Northerly and raw, a land of big lore

March 13, 2011|Hilary Nangle, Globe Correspondent

GLENARM, Northern Ireland — I attained enlightenment in County Antrim. Not the lights-flashing, God-appearing, hallelujah kind, but a subtle, restorative, all’s-right-with-the-world kind. It hit me not while clambering over the Giant’s Causeway, or swigging a dram of whiskey at Bushmills, or white-knuckling my way across the tightrope known as the Carrick-a-Rede Rope Bridge. I found it in forested glens, along cascading waterfalls, on windswept headlands and a remote island.

Not that I came here looking for renewal. I came, with my husband and father, to tool along the highways and byways of this country in the United Kingdom, to explore the castles and ruins, and soak up the Irish “craic,’’ or good times, along with a pint of Smitty’s or Guinness. Sure, I had a list of must-sees, but as soon as I arrived in the Glens of Antrim, I tossed it aside to let serendipity rule.

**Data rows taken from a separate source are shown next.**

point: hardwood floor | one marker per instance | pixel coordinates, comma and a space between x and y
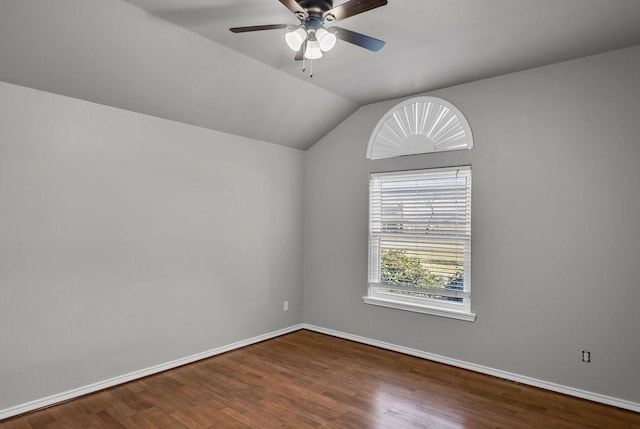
310, 380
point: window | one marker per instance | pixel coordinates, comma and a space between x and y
420, 125
420, 241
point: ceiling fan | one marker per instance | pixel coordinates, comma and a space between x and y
311, 38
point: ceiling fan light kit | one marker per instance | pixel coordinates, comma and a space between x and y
311, 38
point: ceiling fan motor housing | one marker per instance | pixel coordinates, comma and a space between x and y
316, 6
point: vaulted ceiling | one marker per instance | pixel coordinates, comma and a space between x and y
176, 59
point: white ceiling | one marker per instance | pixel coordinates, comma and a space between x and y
176, 59
429, 43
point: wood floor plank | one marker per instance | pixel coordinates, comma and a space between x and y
307, 380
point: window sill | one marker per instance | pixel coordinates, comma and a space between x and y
400, 305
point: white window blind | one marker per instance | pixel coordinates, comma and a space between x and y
420, 238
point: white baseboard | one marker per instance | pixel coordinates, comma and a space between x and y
596, 397
91, 388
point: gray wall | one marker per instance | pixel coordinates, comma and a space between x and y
128, 241
555, 231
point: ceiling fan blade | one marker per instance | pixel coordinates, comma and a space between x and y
258, 28
294, 7
359, 39
354, 7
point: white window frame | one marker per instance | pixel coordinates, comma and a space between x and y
378, 293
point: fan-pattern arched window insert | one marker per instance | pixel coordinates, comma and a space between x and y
420, 125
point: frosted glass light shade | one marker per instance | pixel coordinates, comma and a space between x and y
296, 38
313, 51
420, 125
325, 39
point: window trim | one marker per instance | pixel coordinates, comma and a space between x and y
416, 304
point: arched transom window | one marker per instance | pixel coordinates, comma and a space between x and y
420, 125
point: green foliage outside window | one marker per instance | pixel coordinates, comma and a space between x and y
397, 268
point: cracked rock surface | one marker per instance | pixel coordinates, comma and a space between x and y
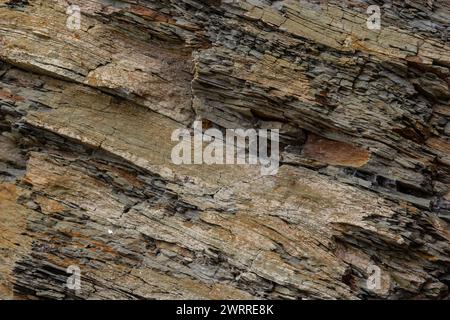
86, 179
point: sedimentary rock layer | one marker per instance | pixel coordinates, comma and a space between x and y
86, 176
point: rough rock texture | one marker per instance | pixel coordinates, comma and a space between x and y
86, 178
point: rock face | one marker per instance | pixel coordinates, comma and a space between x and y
86, 177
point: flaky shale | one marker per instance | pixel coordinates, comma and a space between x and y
86, 180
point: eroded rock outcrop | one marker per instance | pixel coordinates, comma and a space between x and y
86, 177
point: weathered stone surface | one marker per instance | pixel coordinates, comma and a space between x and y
86, 179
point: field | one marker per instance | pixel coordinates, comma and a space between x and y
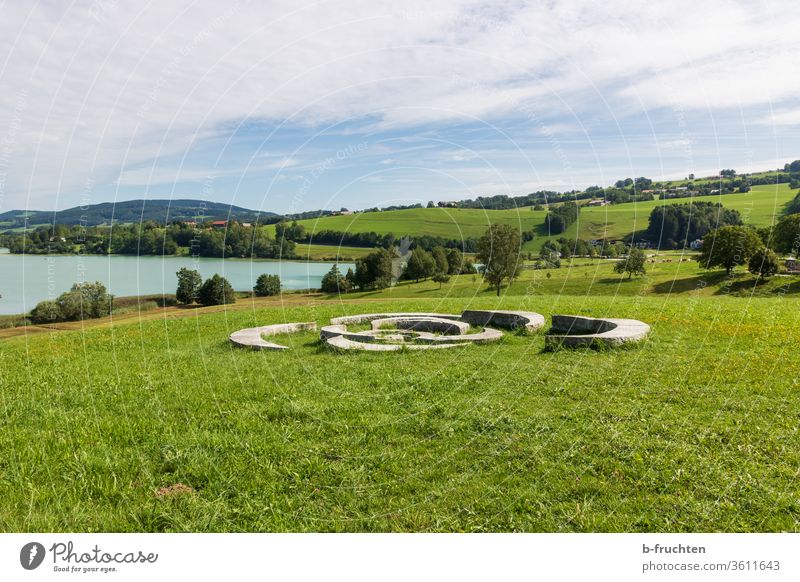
758, 207
329, 252
694, 430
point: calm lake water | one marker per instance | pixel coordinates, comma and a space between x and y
27, 279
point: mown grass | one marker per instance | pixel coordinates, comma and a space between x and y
759, 207
694, 430
669, 274
309, 252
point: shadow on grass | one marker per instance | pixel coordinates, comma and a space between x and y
751, 286
690, 283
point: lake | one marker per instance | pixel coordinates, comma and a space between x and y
27, 279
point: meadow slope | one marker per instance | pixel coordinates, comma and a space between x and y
694, 430
759, 207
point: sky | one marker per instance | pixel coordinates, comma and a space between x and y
292, 106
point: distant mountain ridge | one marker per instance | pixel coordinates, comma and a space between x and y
161, 211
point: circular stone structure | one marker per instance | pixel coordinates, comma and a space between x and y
253, 337
413, 331
424, 323
576, 330
530, 320
397, 331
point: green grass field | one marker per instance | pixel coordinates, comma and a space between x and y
330, 252
759, 207
694, 430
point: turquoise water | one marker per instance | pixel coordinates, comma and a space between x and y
27, 279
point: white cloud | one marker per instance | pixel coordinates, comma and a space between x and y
91, 89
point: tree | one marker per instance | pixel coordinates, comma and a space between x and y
421, 265
441, 277
455, 261
374, 270
189, 282
334, 282
499, 252
786, 235
216, 291
633, 264
84, 301
763, 264
46, 312
267, 285
550, 253
440, 258
728, 246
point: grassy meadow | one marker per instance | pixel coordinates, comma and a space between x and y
156, 423
758, 207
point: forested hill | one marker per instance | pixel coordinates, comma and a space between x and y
134, 211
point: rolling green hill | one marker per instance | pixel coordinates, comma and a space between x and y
131, 211
759, 207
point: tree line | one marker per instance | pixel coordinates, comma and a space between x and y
150, 238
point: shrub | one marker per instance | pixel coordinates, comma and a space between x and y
763, 264
189, 282
216, 291
267, 285
374, 271
421, 265
46, 312
334, 282
633, 264
84, 301
441, 277
728, 246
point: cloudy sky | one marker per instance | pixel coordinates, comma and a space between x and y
296, 105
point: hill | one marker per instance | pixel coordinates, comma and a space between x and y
161, 211
759, 207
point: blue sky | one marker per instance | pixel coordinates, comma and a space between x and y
302, 105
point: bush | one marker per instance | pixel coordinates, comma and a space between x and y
763, 264
334, 282
633, 264
216, 291
46, 312
189, 282
441, 277
84, 301
267, 285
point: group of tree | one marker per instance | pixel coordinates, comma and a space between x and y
377, 269
215, 290
82, 301
334, 282
151, 238
559, 218
674, 226
499, 252
730, 246
633, 263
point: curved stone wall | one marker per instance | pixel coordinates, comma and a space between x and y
423, 323
506, 319
576, 330
252, 337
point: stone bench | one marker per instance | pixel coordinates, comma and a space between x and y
368, 317
576, 330
422, 323
252, 337
505, 319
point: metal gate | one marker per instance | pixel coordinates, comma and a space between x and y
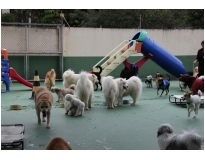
30, 39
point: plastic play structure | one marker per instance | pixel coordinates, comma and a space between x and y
141, 43
7, 72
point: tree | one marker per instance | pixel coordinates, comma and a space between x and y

Legend and lore permeate the Glens, glacier-sculpted valleys of woodlands and grasslands, peat bogs and beaches, cliff-edged mountains and rock-bound headlands that stretch along 50 miles of the county’s coastline. Wee fairy folk are said to reside in woodland caves and coastal crags. Rural byways are peppered with ancient ruins and historic sites. Listen closely, and it’s almost possible to imagine hearing long-ago battles amid the bleating of sheep and bellowing of cows.

Tea drew me to Glenarm Castle, one of Northern Ireland’s oldest estates. It’s been home to the McDonnell family, earls of Antrim, since the 17th century. The castle isn’t open to the public, but the tearoom and the walled garden are. We detoured off the main road for tea and scones but could not resist exploring the garden, which dates to the 18th century. The bright colors of blossoming spring bulbs and fruit trees appeared as if fairy folk had engaged in a paintball match.

Continuing north, the scenic Antrim Coast Road squeezes through the Red Arch, a landmark tunnel through a headland cut in 1817, before arriving in Glenariff, queen of the Glens. It would be hard to imagine a finer place to absorb the surrounding beauty than Dieskirt Farm Bed-and-Breakfast, James and Ann McHenry’s working sheep farm. It sits high in the glen, with glimpses of the distant sea over sheep-manicured lawns dotted with spring lambs and a corralled horse and donkey.